Anonymous
Source: The Labour Monthly, Vol. 9, December 1927, No. 12, pp. 765-766, (760 words)
Transcriptionp: Ted Crawford
HTML Markup: Brian Reid
Public Domain: Marxists Internet Archive (2009). You may freely copy, distribute, display and perform this work; as well as make derivative and commercial works. Please credit “Marxists Internet Archive” as your source.
There has been a lockout affecting some 12,000 men of the railway workshops at Kharagpur belonging to the Bengal-Nagpur railway, since the middle of September, 1927.
The present dispute has a long history. For more than a year there has been unrest due to ill-treatment, indiscriminate dismissals, and other grievances. On October 2, 1926, there was a strike lasting for two days, which came to an end on a promise of redress and inquiry. Nothing was done and on February 2, 1927, the Bengal-Nagpur Railway Union issued a manifesto setting out the grievances of the workers. Still nothing was done, and on February 12, 1927, a great strike broke out at Kharagpur in spite of the attempts of the railway union officials to prevent it. Over 25,000 railway workers downed tools, and many others were affected. Armed police patrols were sent to Kharagpur and serious conflicts took place, during which guns and bayonets were used and many workers injured.
The strike ended in the middle of March on the assurance of the Agent that he would sympathetically consider all the grievances of the workers provided that the strike was called off immediately. Included in the settlement terms were conditions that no victimisation should take place.
In spite of this, no inquiry into the grievances of the workers has been instituted and instead during the summer the railway managing agent announced that 2,000 men from the Kharagpur workshops would be dismissed on grounds of economy. The general secretary of the Bengal-Nagpur Railway Union, after an interview with the Agent, issued a statement reporting that all the proposals and suggestions put forward by the Union for meeting the situation were unceremoniously rejected and declaring:—
In spite of the denials of the railway authorities, the workers are not convinced that this move is not connected with the last strike, and there are, indeed, reasons to suspect that some officials are trying to wreak their vengeance on the workers.
On September 7, discharge notices were served on about 1,700 workers (about 350 had submitted voluntary resignations, but in many cases it is alleged their signatures had been obtained by force or without their consent).
The next day, the workers resorted to passive resistance, coming to the shops but refusing to work, whereupon on September 12 the authorities declared a lockout affecting some 10,000 workers.
It is a striking commentary on the widespread indignation occasioned by the action of the railway management that the situation was discussed in the Legislative Assembly on September 14, and in spite of the opposition of the Government, a vote of censure was passed by the Assembly on the Government. Mr. N.M. Joshi declared during the debate that it was well known that the works manager had given instructions that in carrying out the retrenchment proposals non-strikers should not be dismissed. Mr. Parsons replied that those instructions had been withdrawn. Mr. Chaman Lal said that he was in possession of documentary evidence showing that the dismissals were directed against the strikers, the object being victimisation, the breaking of the strength of the railway union.
Since September the lockout has continued in force. The locked-out men have little or no funds, and their position is desperate. Their hardships have been aggravated by the refusal of the Agent to pay wages for August to those men who were on the contemplated reduction list. (It is customary in India for wages to be paid monthly, and only after a delay of two weeks.)
Other workers of the Bengal-Nagpur Railway have come out in sympathy with the locked-out men, and altogether over 12,000 are now affected. The action of the authorities, together with the sense of long-standing grievances, which exists very strongly on all railways in India, and the report that similar dismissals are contemplated for the Southern Indian Railway and elsewhere has caused widespread unrest among all railway workers in India, and there has been talk of calling a general strike of all railway workers.

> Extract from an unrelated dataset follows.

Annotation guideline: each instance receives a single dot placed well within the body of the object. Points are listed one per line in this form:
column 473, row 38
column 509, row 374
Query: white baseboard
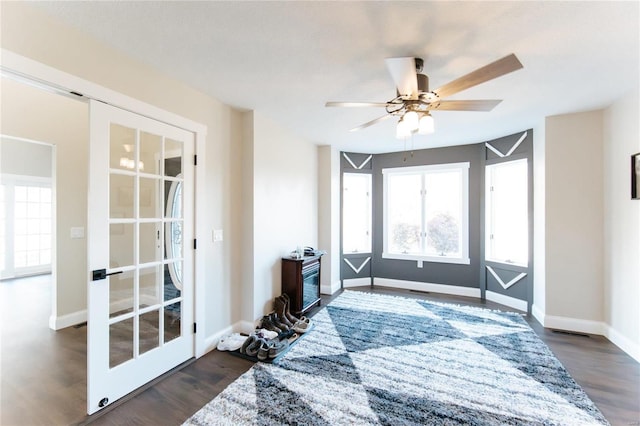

In October the secretary of the All-India Railwaymen’s Federation attempted to send a telegram to other railway centres asking the unions “to prepare for final action; for general strike if necessary.” But transmission of this was refused by the telegraph officials, who state that the contents of the telegram were “considered to be objectionable.” Nevertheless, agitation for a General Strike of railway workers continued to spread.
Relief centres for starving workers have been opened and some remittances have come from abroad. Up to the middle of November the lockout was still in existence.